Well, truthfully none of us know.
The phrase eternal life is mentioned the gospels twenty five times, but almost always in terms of how to get eternal life. Characters in the New Testament often ask Jesus, “What do I have to do to gain eternal life?” In the Synoptic Gospels-that’s Mark, Matthew, and Luke-Jesus says eternal life is earned through keeping the commandments, leaving one’s family to follow Jesus, and of course, giving all your money to the poor.
Not so easy, huh?
In John’s gospel, eternal life is given in exchange for believing in Jesus and, of course in eating Christ’s flesh and blood.

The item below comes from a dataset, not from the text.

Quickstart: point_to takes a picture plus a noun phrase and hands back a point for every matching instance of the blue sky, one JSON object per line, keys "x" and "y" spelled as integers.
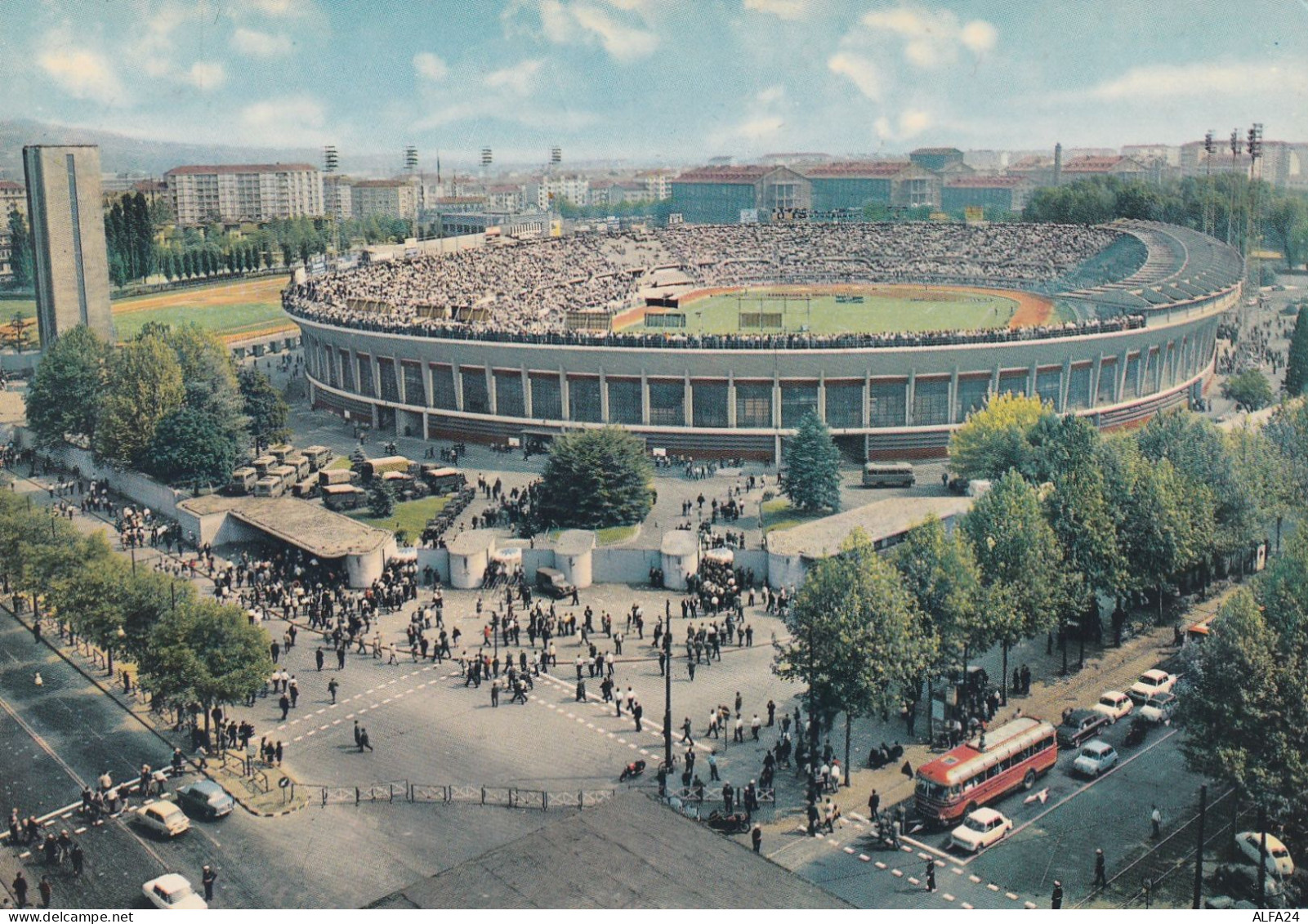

But seriously, what is eternal life?
You’ll notice in all three of our cultural examples: TV, jokes, and Mitch Albom’s book, eternal life begins at death. Eternal life is something we strive for so we don’t have to die-so we can avoid the ultimate obliteration of our story, our selves. After all, isn’t that how we envision eternal life? We picture heaven, right? Eternal life as a physical place we go as we transition from being alive to being dead. Whether we imagine a garden or a heavenly city, we see eternal life both as a destination and a reprieve.
But in our Gospel reading today, Jesus does not say, those who eat my body and blood will have eternal life. He says, those who eat my body and blood have eternal life. He uses the present tense.
So clearly, eternal life means more than life after death. Somehow, we can experience eternal life right now. In this life!
But we’re still left with the question, what is eternal life?
Eternal life is not simply an extension of the life we already have. Eternal life is not just an escape from death. Rabindranath Tagore, an Indian Poet and Nobel Prize winner wrote,
“In our desire for eternal life we pray for an eternity of our habit and comfort, forgetting that immortality is in repeatedly transcending the definite forms of life in order to pursue the infinite truth of life.”
I think what he is saying, is that we are mistaken if we long for eternal life to be a continuation of the life we have now. We tend to pray for eternal life that is a similar to this life, because we are afraid of death. Even if our lives are rich and full of love, eternal life is a different quality of life from every day life-Eternal life is a life of connection to God.
The one biblical definition of eternal life is found in John 17. Jesus says, “And this is eternal life, that they may know you, the only true God, and Jesus Christ whom you have sent”.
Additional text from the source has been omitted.